We began with one advertisement in a homeschool magazine. I also sent copies of our new book, which we called To Train Up a Child, to 30 friends who liked and respected the way we had raised our children. Within weeks we had sold out and were reprinting. The book was very successful. Other books followed on a variety of different subjects. My husband and I have now written books that have been published in over 30 different languages. Our combined writings have sold into the millions.

This brings us to now. One day last fall a young boy was milling around in my office when he located one of the few remaining copies of Listen to My Dream and asked, “What’s this little book about?” I opened the tattered old child’s book while he leaned over my shoulder.

“This book is about a man who made your life a whole lot better.”

“Me?” his dark face looked like he thought this old lady had lost her marbles, but I didn’t mind. He had opened a door inside my soul that I wanted open.

This time I have followed the correct protocol. The King Foundation graciously gave us their approval.  So here we are 24 years later, and the rest…how should I say…is history.
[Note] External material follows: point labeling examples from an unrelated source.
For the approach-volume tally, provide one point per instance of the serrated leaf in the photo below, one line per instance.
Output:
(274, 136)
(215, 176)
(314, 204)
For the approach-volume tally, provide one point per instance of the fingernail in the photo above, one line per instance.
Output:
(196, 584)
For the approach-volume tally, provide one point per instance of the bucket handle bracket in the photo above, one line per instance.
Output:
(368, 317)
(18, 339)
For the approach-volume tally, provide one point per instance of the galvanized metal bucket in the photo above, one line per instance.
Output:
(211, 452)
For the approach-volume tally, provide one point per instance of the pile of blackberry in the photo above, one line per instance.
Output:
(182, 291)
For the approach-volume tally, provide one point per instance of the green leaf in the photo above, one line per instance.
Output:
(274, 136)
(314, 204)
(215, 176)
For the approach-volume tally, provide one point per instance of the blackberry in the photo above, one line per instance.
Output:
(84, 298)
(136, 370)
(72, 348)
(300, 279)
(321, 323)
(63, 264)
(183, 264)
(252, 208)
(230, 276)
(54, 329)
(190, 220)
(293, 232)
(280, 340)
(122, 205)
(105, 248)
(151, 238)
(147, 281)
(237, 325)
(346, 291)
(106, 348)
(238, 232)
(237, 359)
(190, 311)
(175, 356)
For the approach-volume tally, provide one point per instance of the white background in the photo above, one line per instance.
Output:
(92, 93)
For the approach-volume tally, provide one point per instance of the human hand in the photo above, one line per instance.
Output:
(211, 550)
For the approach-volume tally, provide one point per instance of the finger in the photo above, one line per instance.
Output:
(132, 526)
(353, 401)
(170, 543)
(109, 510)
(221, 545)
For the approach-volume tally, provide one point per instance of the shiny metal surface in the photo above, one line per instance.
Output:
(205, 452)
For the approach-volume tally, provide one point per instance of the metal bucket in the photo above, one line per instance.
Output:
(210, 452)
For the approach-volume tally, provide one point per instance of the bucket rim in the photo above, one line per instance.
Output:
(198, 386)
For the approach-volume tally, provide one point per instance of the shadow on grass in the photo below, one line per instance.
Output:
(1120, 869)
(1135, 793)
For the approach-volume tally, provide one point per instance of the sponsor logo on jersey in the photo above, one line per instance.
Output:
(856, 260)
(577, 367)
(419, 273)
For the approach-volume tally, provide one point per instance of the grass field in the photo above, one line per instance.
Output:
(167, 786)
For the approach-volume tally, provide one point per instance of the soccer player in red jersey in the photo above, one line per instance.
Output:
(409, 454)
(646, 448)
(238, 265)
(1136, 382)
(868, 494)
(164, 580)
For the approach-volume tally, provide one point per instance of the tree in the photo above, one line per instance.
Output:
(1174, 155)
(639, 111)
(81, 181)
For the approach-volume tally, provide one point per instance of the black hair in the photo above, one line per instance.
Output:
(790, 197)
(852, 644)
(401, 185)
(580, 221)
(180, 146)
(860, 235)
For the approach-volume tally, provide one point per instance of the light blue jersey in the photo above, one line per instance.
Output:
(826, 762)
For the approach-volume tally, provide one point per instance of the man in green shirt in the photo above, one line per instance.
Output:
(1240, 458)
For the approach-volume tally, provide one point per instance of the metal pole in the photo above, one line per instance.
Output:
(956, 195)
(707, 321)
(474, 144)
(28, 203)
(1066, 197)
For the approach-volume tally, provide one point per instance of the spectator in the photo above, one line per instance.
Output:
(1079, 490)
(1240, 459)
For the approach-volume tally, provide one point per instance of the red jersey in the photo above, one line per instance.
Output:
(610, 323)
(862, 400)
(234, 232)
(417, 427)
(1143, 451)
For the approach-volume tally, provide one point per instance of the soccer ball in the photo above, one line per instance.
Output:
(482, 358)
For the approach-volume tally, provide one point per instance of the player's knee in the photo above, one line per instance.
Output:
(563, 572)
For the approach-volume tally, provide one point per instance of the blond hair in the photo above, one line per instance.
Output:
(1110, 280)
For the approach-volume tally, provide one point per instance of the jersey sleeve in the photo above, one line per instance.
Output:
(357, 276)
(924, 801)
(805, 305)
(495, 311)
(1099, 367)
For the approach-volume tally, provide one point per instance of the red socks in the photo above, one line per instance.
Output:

This is not a “Christian” book, and not part of our gospel ministry, so it will not
be published by No Greater Joy; however, we will be selling the book through NGJ, www.NoGreaterJoy.org. It is being published by Pearl Books LLC and will be available through www.ListenToMyDreamBook.com, www.DebiPearl.com and other major book retailers such as Amazon, Barnes and Noble, Books-A-Million, and others. We want our regular readers to know the rest of the story.

Leave a Reply

2 comments on “Listen to My Dream”

  1. I plan on getting a few copies of Listen To My Dream for my children as well as a few of my relatives children..Being African-American it's sometimes hard to find a lot of books on our troubled history without it being biased in one way or another..I have read your To Train Up A Child and Created To Be His Helpmate and even Holy Sex, so I know Listen To My Dream will be something my children(and I will enjoy)..Thanks for following your heart and allowing God to continue to use you..You and your family are a continuous blessing!

  2. From one homeschooler to another, thank you from the bottom of my heart. This is excatly what I was needing in our own libray. I ordered extra copies to give away as birthday gifts.